Epigenomic marks can also be used as surrogates for quantifying various environmental exposures.36 The contribution made by environmental factors may be mediated through epigenetics. Because there can be multiple unknown environmental/behavior risk factors that predispose to disease, it can be difficult to collect all possible factors for association with the disease status. In addition, accurate measurements of environmental exposures such as physical activities and diet can be very difficult to obtain. Since the environment exposures up to the study time influence epigenetic states, these states are inherently quantifiable variables that can be used as surrogates for diverse unknown disease predisposing environmental factors.20, 37, 38, 36 As more and more data on how environments affect epigenomic states are available, it is possible to identify the specific genomic regions that have an enhanced epigenetic variability these nutritional (and other environmental) influences during development.38 These epigenetics marks can be used to calibrate self-report assessments such as nutrient and physical activity and then to incorporate them into large-scale genetic association studies. The challenge is how to identify the epigenomic marks that can be used as surrogates for different environmental and behavioral factors and how to adjust these epigenomic marks in large-scale genetic epidemiological studies.

Suppose that we are interested in testing the association between a SNP coded as Xs and a phenotype Y, but we want to adjust for potentially p high dimensional epigenetic marks measured on disease relevant tissues, denoted by Z1, …, Zp. For continuous phenotype Y, we can assume that

Y=β0+βsXs+f(Z1,,Zp)+ε,

where f(Z1, ···, Zp) is some pre-defined function to measure the possible effects of the epigenetic marks on Y. The null hypothesis of interest is H0 : βs = 0. We need a valid statistical test for this null hypothesis treating (Z1, ···, Zp) as potentially high dimensional confounding factors. When p is large, one should also select the relevant epigenetic marks in order to increase the power of such tests.

Joint Analysis of Genetic Variants and Epigenetic Variants

Another possible integration of epigenomic data into genetic association studies is to perform gene-based genetic-epigenetic tests. Specifically, for individual i, let Gvig be all the genetic variants in gene g, Meij be the vector of the measurements of methylation states at the CpG sites within and around gene g, and Hmig be the measurements of histone modifications in the promotor, gene-body and downstream of gene g (see Figure 3 for an illustration). In general, we can perform generalized linear regression analysis to link the phenotype to these gene-specific genetic and epigenetic data by modeling the mean function as

Figure 3.

Figure 3

Simultaneous consideration of all genetic variants (Gvg), methylation states (Meg) and histone modifications (Hmg) for gene g in association analysis of complex phenotypes.

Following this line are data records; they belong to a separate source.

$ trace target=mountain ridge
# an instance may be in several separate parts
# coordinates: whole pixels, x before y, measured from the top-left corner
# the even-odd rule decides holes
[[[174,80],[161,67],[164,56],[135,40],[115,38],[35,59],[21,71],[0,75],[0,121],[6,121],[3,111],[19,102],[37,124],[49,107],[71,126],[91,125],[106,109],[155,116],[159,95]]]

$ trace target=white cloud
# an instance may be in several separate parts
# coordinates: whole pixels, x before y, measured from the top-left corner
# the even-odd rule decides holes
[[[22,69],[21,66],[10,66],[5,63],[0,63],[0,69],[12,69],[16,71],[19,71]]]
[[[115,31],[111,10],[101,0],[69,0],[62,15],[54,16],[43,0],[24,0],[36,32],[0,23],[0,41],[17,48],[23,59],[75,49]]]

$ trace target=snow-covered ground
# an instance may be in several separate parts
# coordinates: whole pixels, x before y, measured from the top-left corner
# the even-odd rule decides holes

h(μi)=β0+βgGvig+βmMeig+βhHmig+βgmGvigMeig+βghGvigHmig,

where h is the link function, βg, βm and βh are the coefficients measuring the effects of genetic variants, methylation marks and histone modifications, and βgm and βgh are the coefficients associated with the interactions. These interaction terms can be used to model the epigenetic modification of disease penetrance. This model generalizes the simple multiplicative model considered in Slatkin.39 When family data are available, one can study the loss or gain of particular epigenetic marks in generations.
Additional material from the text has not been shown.